12Toen keerden zij van de berg, die de Olijfberg heet, naar Jeruzalem terug. Deze ligt dichtbij Jeruzalem op sabbatsafstand.  13Daar aangekomen gingen zij naar de bovenzaal waar ze verblijf hielden: Petrus en Johannes, Jakobus en Andreas, Filippus en Tomas, Bartolomeus en Matteüs, Jakobus, zoon van Alfeüs, Simon de IJveraar en Judas, de broer van Jakobus.  14Zij allen bleven eensgezind volharden in gebed samen met de vrouwen, met Maria, de moeder van Jezus, en met zijn broeders.

 

Dieper en liever zien…


Deze beeldvorming over de Aanwezige die Afwezige wordt -of de Afwezige die op andere manier Aanwezig komt-, hebben we vooral aan Lucas te danken. Bij Marcus vinden we een gelijkend verhaal, maar slechts als latere toevoeging bij zijn evangelie.

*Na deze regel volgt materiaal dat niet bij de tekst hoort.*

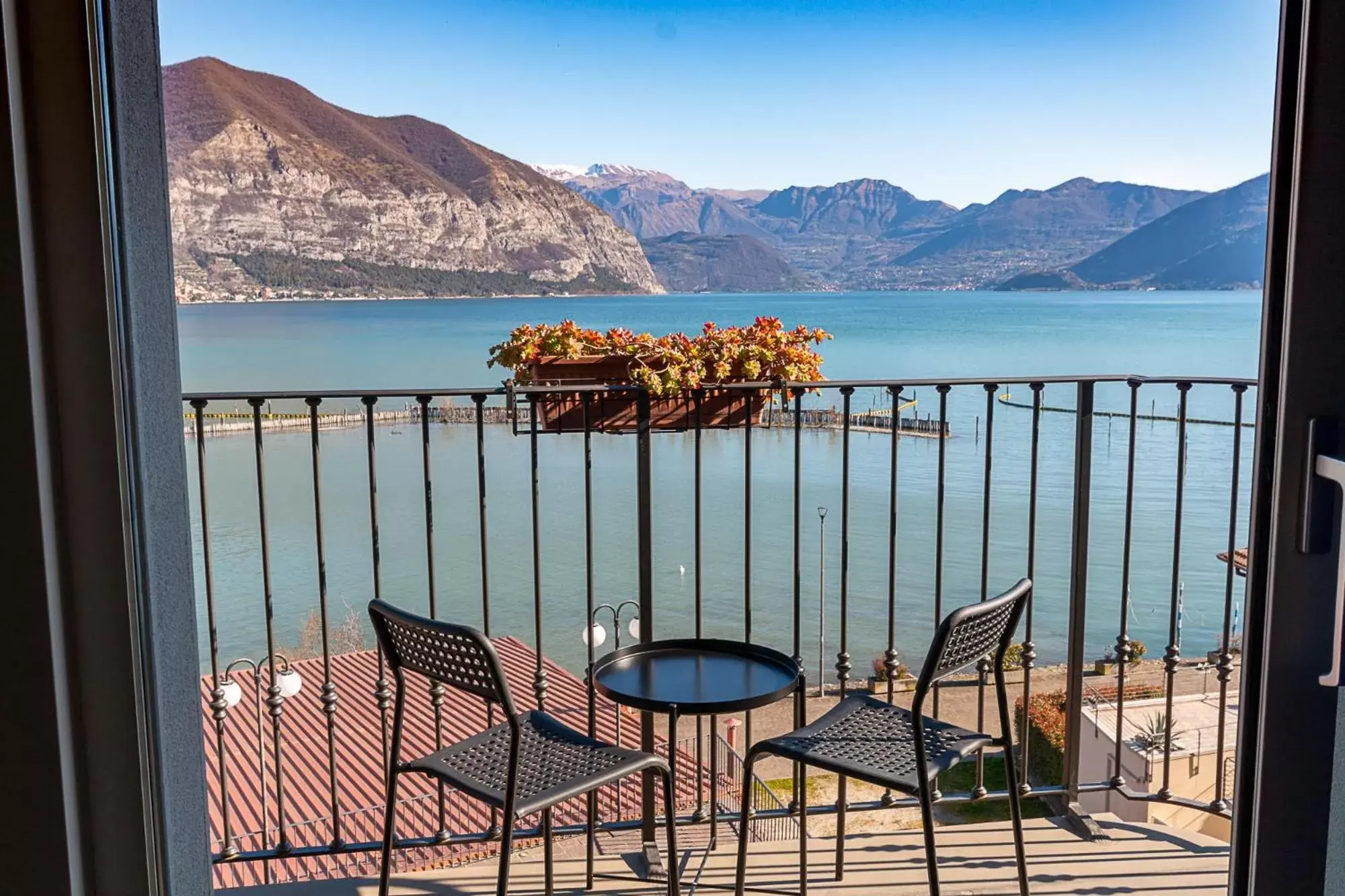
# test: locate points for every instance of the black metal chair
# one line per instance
(523, 766)
(888, 745)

“Van verschijning naar verdwijning” zou een passende titel kunnen zijn: Jezus verschijnt, geeft een opdracht, belooft een helper en …verdwijnt. Een ingrijpend gebeuren in vier stappen:

De verschijning op hemelvaart is de laatste van een hele reeks: denk aan de vrouwen bij het graf, de twee van Emmaüs, Thomas, …. Momenten die het bewust worden van een onomkeerbare verandering markeren. “Hij opende hun verstand” schrijft Lucas. Het besef groeit dat Jezus’ verhaal niet dood loopt op het kruis, maar door loopt in het leven hier en nu.

De leerlingen krijgen een opdracht: getuigen worden, daarmee beginnen in Jeruzalem, midden het openbare leven … Daarna getuigen in heel Judea en Samaria en tot het uiteinde van de aarde.. Maw aan iedereen, overal in de toen gekende wereld.

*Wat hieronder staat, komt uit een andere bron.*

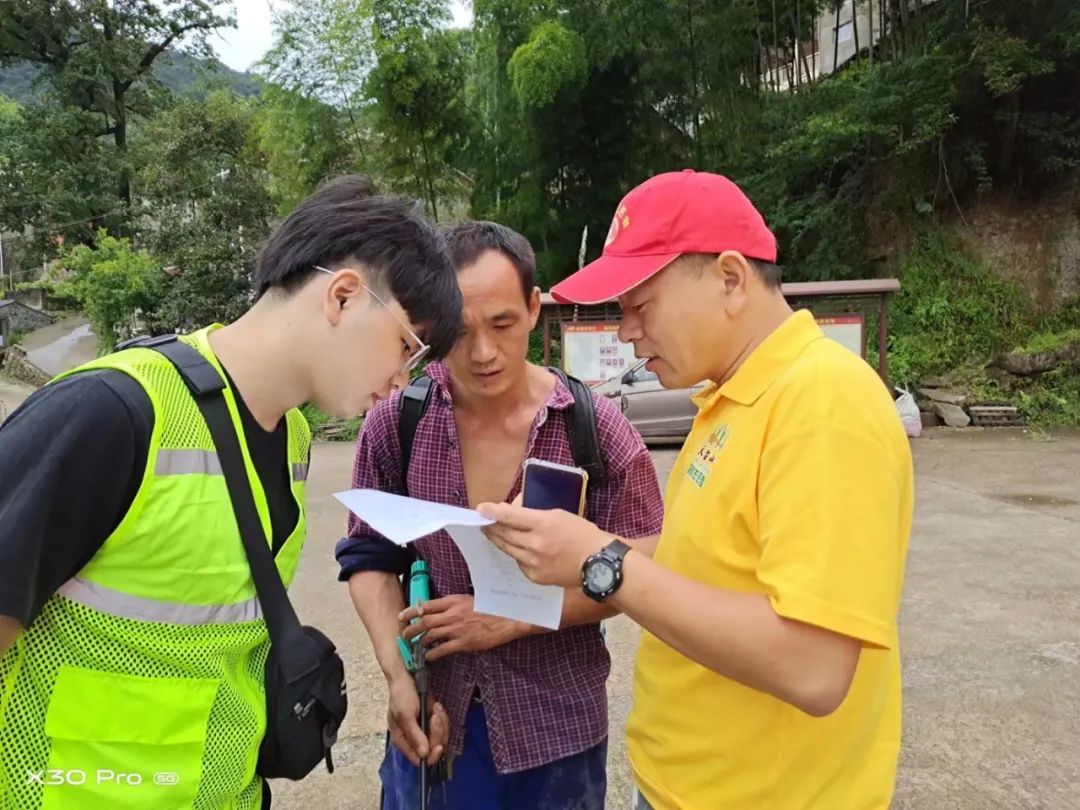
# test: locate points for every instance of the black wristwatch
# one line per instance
(602, 574)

Jezus onderkent de ernst van die opdracht en belooft een helper. Niet alleen bevestigt dit onherroepelijk dat ze zelf verantwoordelijk worden voor het Goede Nieuws maar ook dat ze er niet alleen voor staan. God zelf zal bij hen zijn: de Geest zal hen kracht geven.

De vierde stap is Jezus’ verdwijning…. Niet voor het eerst, maar wel voor het laatst. Jezus verdwijnt definitief uit ons ‘zien’. Hij verdwijnt tastbaar en letterlijk uit zicht, hij houdt ons niet vast op de plek van ontmoeting.

En toch is er die onvervreemdbare diepe ervaring dat Hij voorgoed bij ons is.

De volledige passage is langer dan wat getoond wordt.